Ações em instituições públicas de ensino
No evento "Educação pelo Fim da Violência", realizado na Universidade de Brasília, foi firmado o Protocolo de Intenções que visa a prevenção, o combate e o acolhimento de vítimas de violência contra as mulheres em instituições públicas de ensino superior e na Rede Federal de Educação Profissional, Científica e Tecnológica.
Este protocolo fornece diretrizes para assegurar que as instituições de ensino públicas não se mantenham passivas diante de ocorrências de violência de gênero em seus espaços acadêmicos.
Márcia Lopes, ministra das Mulheres, considerou as iniciativas educacionais para proteger meninas e mulheres de suma importância, abrangendo desde o ensino fundamental até o superior. Ela fez menção ao educador Paulo Freire, citando: "A educação não transforma o mundo. A educação muda as pessoas e as pessoas transformam o mundo."
A ministra também defendeu a inclusão de conteúdos sobre o combate e o enfrentamento de todas as formas de violência contra as mulheres nos currículos e planos pedagógicos de cursos de graduação e pós-graduação.
"Pensem em como, daqui a quatro, cinco ou seis anos, os profissionais formados atuarão em diversos setores, como unidades básicas de saúde, escolas, Cras (Centro de Referência de Assistência Social) e Creas (Centro de Referência Especializado de Assistência Social). Isso se aplica a todas as áreas profissionais do país", ponderou.
Camilo Santana esclareceu que o documento representa uma construção colaborativa, fundamentada na escuta atenta, na pesquisa científica e na vivência das instituições educacionais.

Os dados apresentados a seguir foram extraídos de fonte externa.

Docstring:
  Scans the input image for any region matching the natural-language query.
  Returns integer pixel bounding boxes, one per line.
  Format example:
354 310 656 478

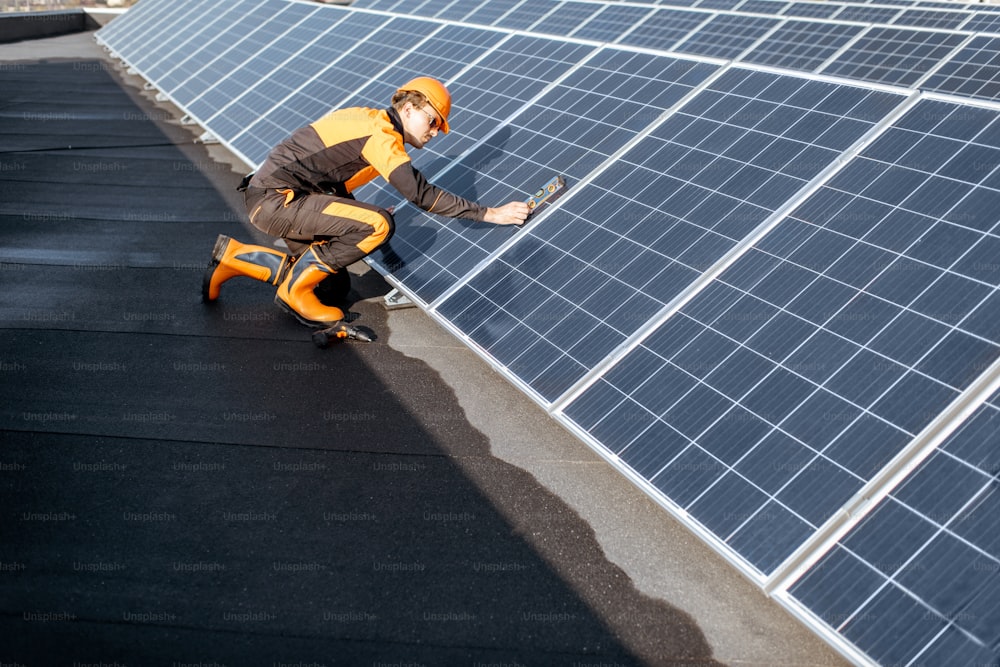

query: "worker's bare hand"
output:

"Reafirmamos que nossas universidades, institutos federais e redes de ensino são locais de geração de conhecimento, mas também devem ser ambientes seguros, receptivos e desprovidos de qualquer tipo de violência ou discriminação", frisou o ministro.
Santana também anunciou o lançamento iminente de um edital para fomentar a implementação de "cuidotecas" nas universidades federais. Ele explicou que esses espaços de cuidado e acolhimento infantil permitirão que mães, sejam elas estudantes, professoras ou trabalhadoras, possam estudar, trabalhar e permanecer na universidade com dignidade.

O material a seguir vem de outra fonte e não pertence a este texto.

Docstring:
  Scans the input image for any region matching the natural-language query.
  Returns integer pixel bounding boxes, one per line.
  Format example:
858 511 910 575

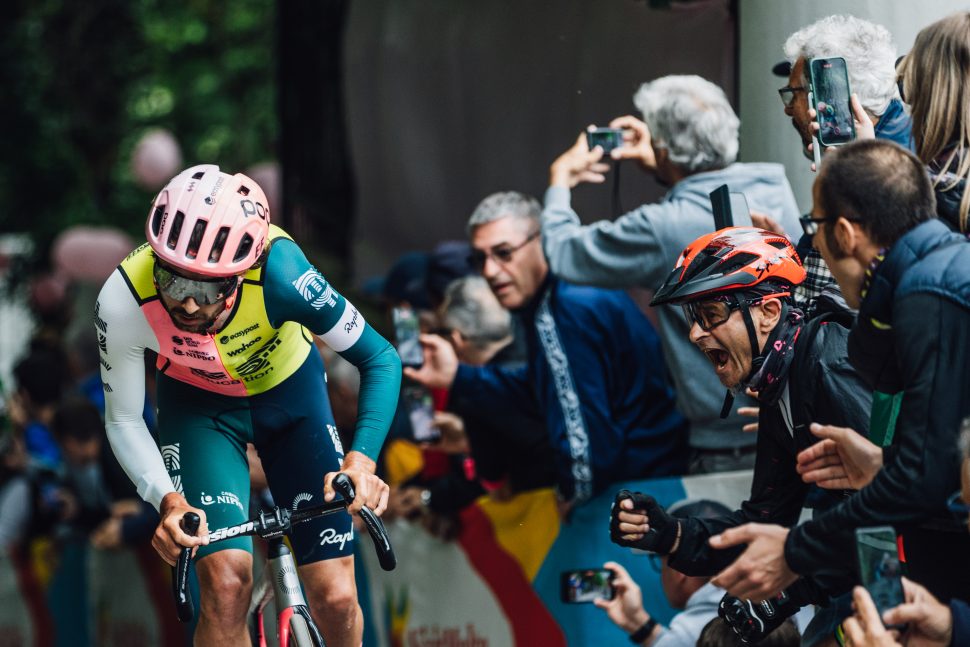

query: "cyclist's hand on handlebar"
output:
152 492 209 566
323 451 390 516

Expansão do Programa Mulheres Mil
Como parte das iniciativas para prevenir e combater a violência contra as mulheres, os dois ministérios firmaram um acordo de cooperação técnica para expandir o número de vagas no Programa Mulheres Mil, sob a coordenação do MEC.
Essa política pública tem como propósito principal aprimorar a escolaridade de mulheres que se encontram em condições de vulnerabilidade socioeconômica.
Além disso, o programa visa fomentar a inclusão socioprodutiva e fortalecer a autonomia feminina através da oferta de cursos de qualificação profissional.
Os participantes da cerimônia também assistiram ao trailer do filme "Mulheres Mil", uma produção do ministério que ilustra o impacto do programa na trajetória de cinco mulheres, suas famílias e respectivas comunidades.
Todas essas ações fazem parte do Pacto Nacional Brasil Contra o Feminicídio, uma iniciativa lançada em fevereiro pelo presidente Luiz Inácio Lula da Silva.